At this time the composition of the division included the 92nd, 122nd and 191st Rifle Regiments, 220th Artillery Regiment, 10th Independent AAA Battery, 170th Independent Signals Battalion, and other support units. By December 1941 the division had 10,348 personnel, of whom 51% were ethnic Latvians, 26% ethnic Russians, 17% Jews and 6% others. This caused some problems since most Jews spoke Yiddish only, and the Latvians published the divisional paper Latvijas strēlnieks (Latvian Rifleman) in Latvian. At least 70 Jewish members of the division were members of the Zionist Beitar organisation that had been training members for travel to the then Palestine to defend Jewish settlements there before Latvia was annexed by Soviet Union.

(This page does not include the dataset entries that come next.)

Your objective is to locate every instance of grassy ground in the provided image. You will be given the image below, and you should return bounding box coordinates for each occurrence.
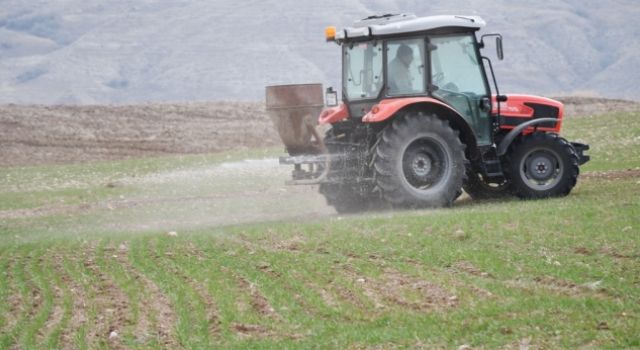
[0,113,640,349]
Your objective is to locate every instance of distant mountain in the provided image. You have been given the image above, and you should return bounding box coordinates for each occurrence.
[0,0,640,104]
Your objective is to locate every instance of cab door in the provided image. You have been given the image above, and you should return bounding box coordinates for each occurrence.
[428,33,493,146]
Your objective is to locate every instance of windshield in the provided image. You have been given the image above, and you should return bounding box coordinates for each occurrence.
[342,42,383,100]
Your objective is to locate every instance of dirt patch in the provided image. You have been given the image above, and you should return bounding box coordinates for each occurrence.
[53,256,87,349]
[347,269,458,311]
[155,250,221,334]
[506,276,610,298]
[0,102,280,166]
[453,261,493,278]
[235,274,280,319]
[38,270,64,341]
[573,247,593,255]
[111,243,178,348]
[83,251,132,349]
[599,246,640,259]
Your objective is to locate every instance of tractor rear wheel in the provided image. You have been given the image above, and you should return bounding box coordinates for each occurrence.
[462,169,512,199]
[374,113,465,208]
[507,133,580,199]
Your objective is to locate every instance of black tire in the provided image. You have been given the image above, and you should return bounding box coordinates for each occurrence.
[462,169,512,199]
[374,113,466,208]
[507,133,580,199]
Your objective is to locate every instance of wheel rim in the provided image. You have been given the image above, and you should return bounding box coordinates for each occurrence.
[402,138,450,191]
[520,149,564,191]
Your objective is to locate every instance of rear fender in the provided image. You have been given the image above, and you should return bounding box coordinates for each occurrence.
[492,94,564,134]
[362,97,480,160]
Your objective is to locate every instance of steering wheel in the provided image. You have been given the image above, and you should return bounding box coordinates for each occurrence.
[431,72,444,85]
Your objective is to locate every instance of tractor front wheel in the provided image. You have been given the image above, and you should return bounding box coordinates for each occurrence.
[374,113,465,208]
[507,133,580,199]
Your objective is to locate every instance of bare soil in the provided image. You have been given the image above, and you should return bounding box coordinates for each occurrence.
[0,97,640,166]
[0,102,280,166]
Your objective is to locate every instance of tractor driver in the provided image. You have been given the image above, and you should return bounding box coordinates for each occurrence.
[388,44,413,95]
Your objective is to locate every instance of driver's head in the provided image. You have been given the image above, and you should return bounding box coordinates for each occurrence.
[396,44,413,67]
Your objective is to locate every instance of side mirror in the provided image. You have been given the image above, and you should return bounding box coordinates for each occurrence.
[325,87,338,107]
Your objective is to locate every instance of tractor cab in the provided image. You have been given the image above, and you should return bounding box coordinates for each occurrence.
[326,14,501,145]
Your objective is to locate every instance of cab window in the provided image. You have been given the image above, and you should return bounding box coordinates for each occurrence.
[387,39,425,95]
[342,42,383,100]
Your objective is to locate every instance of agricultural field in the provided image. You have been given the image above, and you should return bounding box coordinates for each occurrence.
[0,108,640,349]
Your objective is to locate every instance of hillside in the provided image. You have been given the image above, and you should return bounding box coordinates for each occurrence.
[0,0,640,104]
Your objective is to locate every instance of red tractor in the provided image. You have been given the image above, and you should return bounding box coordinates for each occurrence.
[267,14,589,212]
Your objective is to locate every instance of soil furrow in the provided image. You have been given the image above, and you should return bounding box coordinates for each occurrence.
[114,245,179,348]
[83,250,132,349]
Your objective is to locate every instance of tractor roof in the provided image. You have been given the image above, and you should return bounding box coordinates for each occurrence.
[336,14,486,41]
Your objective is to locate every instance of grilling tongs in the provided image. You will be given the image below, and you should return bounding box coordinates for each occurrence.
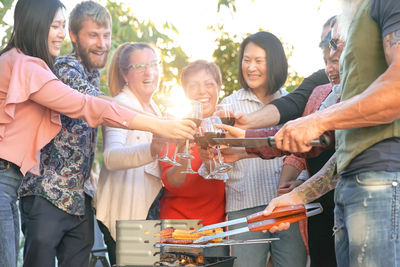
[193,203,322,243]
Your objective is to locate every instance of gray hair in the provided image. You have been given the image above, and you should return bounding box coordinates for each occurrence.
[69,1,111,34]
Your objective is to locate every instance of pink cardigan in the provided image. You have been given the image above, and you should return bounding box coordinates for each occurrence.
[0,48,136,175]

The first combat the division experienced was during the counter-offensive at Moscow in the areas of Naro-Fominsk and Borovsk where it suffered 55% casualties. By June 1942 only 36% of the division were Latvian-speaking, and a year later this figure was reduced to 32%. However, in part this was due to the formation of a second Latvian division, the 308th Latvian Rifle Division. The division was reflagged as the 43rd Guards Rifle Division in October 1942.

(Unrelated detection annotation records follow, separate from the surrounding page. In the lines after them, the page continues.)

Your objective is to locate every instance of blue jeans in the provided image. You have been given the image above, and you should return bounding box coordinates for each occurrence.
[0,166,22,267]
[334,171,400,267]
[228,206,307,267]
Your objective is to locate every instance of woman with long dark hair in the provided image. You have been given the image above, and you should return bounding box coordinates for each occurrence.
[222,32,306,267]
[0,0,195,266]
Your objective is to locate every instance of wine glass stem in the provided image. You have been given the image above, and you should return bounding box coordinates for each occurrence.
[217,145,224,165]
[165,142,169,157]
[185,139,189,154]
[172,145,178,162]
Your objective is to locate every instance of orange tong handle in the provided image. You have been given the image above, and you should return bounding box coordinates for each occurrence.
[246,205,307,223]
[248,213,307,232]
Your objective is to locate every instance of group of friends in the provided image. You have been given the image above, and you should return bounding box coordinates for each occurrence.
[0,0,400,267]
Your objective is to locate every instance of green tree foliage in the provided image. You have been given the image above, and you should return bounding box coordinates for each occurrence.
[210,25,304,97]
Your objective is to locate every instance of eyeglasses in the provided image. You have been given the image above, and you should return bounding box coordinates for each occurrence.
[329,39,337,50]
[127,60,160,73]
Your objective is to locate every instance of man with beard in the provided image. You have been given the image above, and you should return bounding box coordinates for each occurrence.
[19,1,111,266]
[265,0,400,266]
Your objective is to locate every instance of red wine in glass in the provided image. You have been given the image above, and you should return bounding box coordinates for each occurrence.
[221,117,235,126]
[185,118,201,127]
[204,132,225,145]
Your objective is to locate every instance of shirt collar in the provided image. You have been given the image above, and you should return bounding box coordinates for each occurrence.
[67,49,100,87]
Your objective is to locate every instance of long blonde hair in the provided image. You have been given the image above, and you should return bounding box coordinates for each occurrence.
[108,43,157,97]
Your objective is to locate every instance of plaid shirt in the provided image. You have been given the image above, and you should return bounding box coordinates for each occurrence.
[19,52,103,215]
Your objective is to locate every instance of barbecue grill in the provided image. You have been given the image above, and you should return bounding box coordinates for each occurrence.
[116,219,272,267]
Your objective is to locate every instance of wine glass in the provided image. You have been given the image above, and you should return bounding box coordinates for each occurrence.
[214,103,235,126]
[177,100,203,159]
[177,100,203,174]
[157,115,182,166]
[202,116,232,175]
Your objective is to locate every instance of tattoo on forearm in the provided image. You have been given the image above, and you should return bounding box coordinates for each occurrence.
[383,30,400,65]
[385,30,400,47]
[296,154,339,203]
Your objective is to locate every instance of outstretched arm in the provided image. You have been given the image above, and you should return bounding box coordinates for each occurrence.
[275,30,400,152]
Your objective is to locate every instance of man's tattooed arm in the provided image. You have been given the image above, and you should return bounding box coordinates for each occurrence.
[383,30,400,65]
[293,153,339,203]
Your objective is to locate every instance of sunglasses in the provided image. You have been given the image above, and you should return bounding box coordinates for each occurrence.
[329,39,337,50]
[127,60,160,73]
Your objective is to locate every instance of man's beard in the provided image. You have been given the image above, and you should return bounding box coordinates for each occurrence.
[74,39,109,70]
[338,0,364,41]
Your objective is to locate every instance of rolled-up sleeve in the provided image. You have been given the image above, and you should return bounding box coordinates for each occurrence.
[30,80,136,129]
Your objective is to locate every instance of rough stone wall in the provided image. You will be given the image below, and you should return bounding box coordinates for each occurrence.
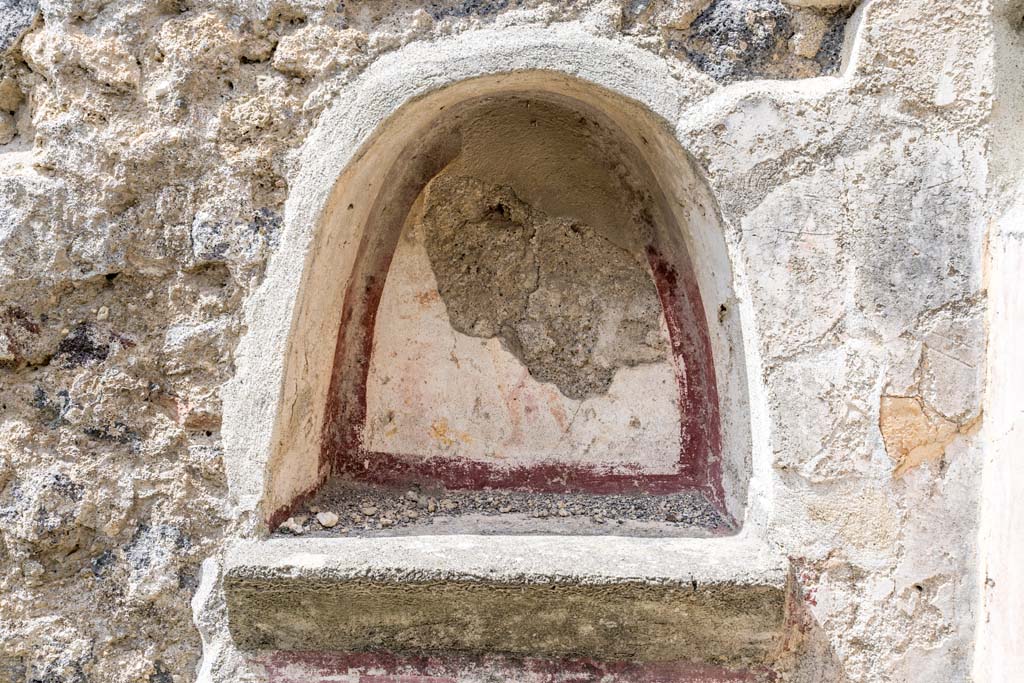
[0,0,992,683]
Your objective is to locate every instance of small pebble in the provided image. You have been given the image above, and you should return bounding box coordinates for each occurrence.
[278,517,302,536]
[316,512,338,528]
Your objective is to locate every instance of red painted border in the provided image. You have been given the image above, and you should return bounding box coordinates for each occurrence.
[258,651,775,683]
[323,240,724,501]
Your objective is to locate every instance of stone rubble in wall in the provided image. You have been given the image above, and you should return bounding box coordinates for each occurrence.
[0,0,991,683]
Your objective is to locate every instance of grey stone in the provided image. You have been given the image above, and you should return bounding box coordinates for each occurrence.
[0,0,39,54]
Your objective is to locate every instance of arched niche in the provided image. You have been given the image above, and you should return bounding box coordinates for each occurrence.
[225,29,751,524]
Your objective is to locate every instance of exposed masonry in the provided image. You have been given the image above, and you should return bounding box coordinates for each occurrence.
[422,175,669,398]
[0,0,1007,683]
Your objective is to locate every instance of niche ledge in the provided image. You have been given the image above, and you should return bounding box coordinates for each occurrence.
[224,536,792,667]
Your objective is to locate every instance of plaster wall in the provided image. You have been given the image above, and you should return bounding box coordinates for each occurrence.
[0,0,1016,683]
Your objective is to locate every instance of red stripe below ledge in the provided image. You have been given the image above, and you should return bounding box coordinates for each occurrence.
[257,651,775,683]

The division joined in combat for Moscow (from 20 December 1941 until 20 January 1942), for Staraya Russa (from 16 February 1942 until 4 April), Demjansk bridgehead (from 6 April 1942 until 9 April 1943; see also Demyansk Shield); from 10 April 1943 until 15 October the division was in Staraya Russa region, from 18 October 1943 until 26 June 1944 in Velikiye Luki and Novorzhev region. From 26 June 1944 until 11 July the division was included with the 130th Latvian Riflemen Corps until crossing the Latvian border (22nd Army). From 18 July 1944 Šķaune region and joined combat on Latvian soil on 7 November 1944.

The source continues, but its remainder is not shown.